PCA, CCA, and ANN Modeling of Climate and Land-Use Effects on Stream Water Quality of Karst Watershed in Upper Green River, Kentucky

Abstract

Climate and land-use impacts on stream water quality in a karst watershed were studied to determine how they might be useful to model stream water quality parameter (SWQP) distribution from diffuse source pollution. This was achieved using principal component analysis (PCA), canonical correlation analysis (CCA), and artificial neural networks (ANNs) for the Upper Green River Watershed, Kentucky. Correlation analysis and eigenvalue analysis gave rise to what are known as effective input parameters for the subsequent ANN modeling.
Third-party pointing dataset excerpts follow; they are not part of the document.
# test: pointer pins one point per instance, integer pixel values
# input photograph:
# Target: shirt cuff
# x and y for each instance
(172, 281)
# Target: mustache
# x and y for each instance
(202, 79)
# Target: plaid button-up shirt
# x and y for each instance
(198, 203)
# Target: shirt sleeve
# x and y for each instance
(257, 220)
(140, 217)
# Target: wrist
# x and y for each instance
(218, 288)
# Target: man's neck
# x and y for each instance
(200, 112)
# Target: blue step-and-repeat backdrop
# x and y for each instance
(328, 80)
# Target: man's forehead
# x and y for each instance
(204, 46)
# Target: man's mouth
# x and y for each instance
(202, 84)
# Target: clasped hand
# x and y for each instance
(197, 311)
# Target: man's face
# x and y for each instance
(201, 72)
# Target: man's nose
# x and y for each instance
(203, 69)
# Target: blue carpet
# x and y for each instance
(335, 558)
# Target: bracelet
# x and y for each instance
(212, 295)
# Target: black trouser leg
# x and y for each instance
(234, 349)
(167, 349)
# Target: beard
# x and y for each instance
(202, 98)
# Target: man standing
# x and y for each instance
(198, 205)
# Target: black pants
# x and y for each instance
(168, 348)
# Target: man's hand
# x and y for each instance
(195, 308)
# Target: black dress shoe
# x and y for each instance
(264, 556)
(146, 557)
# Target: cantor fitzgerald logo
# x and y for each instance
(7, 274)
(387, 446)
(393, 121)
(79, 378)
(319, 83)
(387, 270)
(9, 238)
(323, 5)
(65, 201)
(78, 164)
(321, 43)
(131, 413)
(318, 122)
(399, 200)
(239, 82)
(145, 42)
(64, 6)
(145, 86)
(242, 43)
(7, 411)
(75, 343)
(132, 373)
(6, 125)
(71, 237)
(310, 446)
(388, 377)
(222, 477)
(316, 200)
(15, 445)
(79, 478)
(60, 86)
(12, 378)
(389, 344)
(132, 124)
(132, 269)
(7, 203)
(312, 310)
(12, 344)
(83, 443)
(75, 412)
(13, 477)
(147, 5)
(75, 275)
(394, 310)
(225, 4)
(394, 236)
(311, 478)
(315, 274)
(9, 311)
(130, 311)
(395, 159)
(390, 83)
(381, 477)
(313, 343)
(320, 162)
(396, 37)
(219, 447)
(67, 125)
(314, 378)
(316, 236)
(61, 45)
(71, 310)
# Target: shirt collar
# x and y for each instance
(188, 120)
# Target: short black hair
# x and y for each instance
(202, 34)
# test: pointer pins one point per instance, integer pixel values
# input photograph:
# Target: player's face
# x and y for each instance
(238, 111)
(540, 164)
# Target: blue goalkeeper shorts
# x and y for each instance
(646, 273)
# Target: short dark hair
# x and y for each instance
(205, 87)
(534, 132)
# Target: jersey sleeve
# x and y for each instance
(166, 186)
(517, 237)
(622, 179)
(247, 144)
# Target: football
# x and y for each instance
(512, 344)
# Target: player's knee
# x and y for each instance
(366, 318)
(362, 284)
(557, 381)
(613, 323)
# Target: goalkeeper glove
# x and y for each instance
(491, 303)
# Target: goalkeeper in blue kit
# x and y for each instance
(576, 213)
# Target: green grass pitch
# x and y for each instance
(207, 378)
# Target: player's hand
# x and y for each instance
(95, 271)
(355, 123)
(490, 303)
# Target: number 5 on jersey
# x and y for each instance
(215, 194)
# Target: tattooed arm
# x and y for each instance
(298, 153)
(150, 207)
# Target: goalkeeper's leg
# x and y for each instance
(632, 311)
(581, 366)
The results of ANN modeling indicated that although land-use contributions were better correlated when they were combined with temperature and precipitation for some of the SWQPs, most of the SWQP distribution trends were better predicted using the field data of temperature and precipitation at the watershed scale. This was in contrast to the findings of the many nonkarst watersheds where SWQPs showed a significant dependence on land use alone according to the literature. This, in essence, implies that the land-use influences are secondary, and precipitation and temperature affect the Upper Green River karst watershed’s SWQPs primarily, whereas for nonkarst watersheds the land use influences SWQPs primarily from diffuse source pollution.